Six weeks later, at the time of referral to the VMTH, the owner described the cough as occasionally productive, and occurring up to 15 times a day. The owner also reported that over the preceding months there had been a change in the dog's bark, which was noticeably weaker. Other medications included tramadol (1.3 mg/kg PO q12h) for osteoarthritis, and monthly milbemycin oximea and fipronil.b The dog had been vaccinated annually for distemper, adenovirus, parvovirus, parainfluenza virus, and Borrelia burgdorferi and every 3 years for rabies virus. Six years before presentation, the dog had developed transient respiratory distress and subcutaneous emphysema after anesthesia and treatment of a puncture wound in the inguinal area, presumably as a result of a tracheal laceration. The owner operated a dog walking business in the San Francisco area, and the dog was in close contact with >70 dogs on a daily basis. The dog's travel history was confined to northern California. The owner was reportedly immunocompetent, although the owner's mother, who spent time in the household, had recently died from mesothelioma, which was associated with numerous hospital visits, and multiple infectious complications.

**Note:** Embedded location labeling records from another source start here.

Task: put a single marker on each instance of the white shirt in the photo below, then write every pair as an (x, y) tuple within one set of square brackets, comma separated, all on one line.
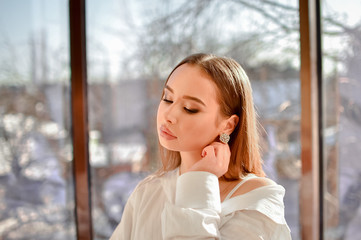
[(189, 207)]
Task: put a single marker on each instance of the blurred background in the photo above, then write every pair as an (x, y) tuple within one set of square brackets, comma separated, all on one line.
[(131, 48)]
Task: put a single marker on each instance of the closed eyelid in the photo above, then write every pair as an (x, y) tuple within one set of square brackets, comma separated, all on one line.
[(185, 97)]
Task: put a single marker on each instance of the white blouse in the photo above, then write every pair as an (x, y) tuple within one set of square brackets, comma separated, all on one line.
[(189, 207)]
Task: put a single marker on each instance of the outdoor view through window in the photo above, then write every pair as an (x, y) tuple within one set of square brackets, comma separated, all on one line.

On physical examination at the VMTH, the dog was bright, responsive, and well hydrated, with a body condition score of 6/9. Rectal temperature was 101.4°F. The dog was panting, had pink mucous membranes and a capillary refill time of 1 second, and a moderate amount of dental calculus was noted on oral examination. Heart rate was 80 beats/min, with strong, synchronous pulses, and harsh lung sounds were heard on auscultation of the thorax. Three coughing episodes occurred during the examination, which were paroxysmal and nonproductive. No other abnormalities were detected.
Results of a CBC and serum biochemistry panel were unremarkable. On urinalysis, specific gravity was 1.042, pH was 8.5, and trace proteinuria was present. Serology for Coccidioides spp. antibodies was negative. Right and left lateral and dorsoventral thoracic radiographs showed a mild increase in interstitial density throughout the lungs consistent with the age of the dog. Slight dynamic change in mainstem bronchi size was noted when comparing the left and right lateral projections.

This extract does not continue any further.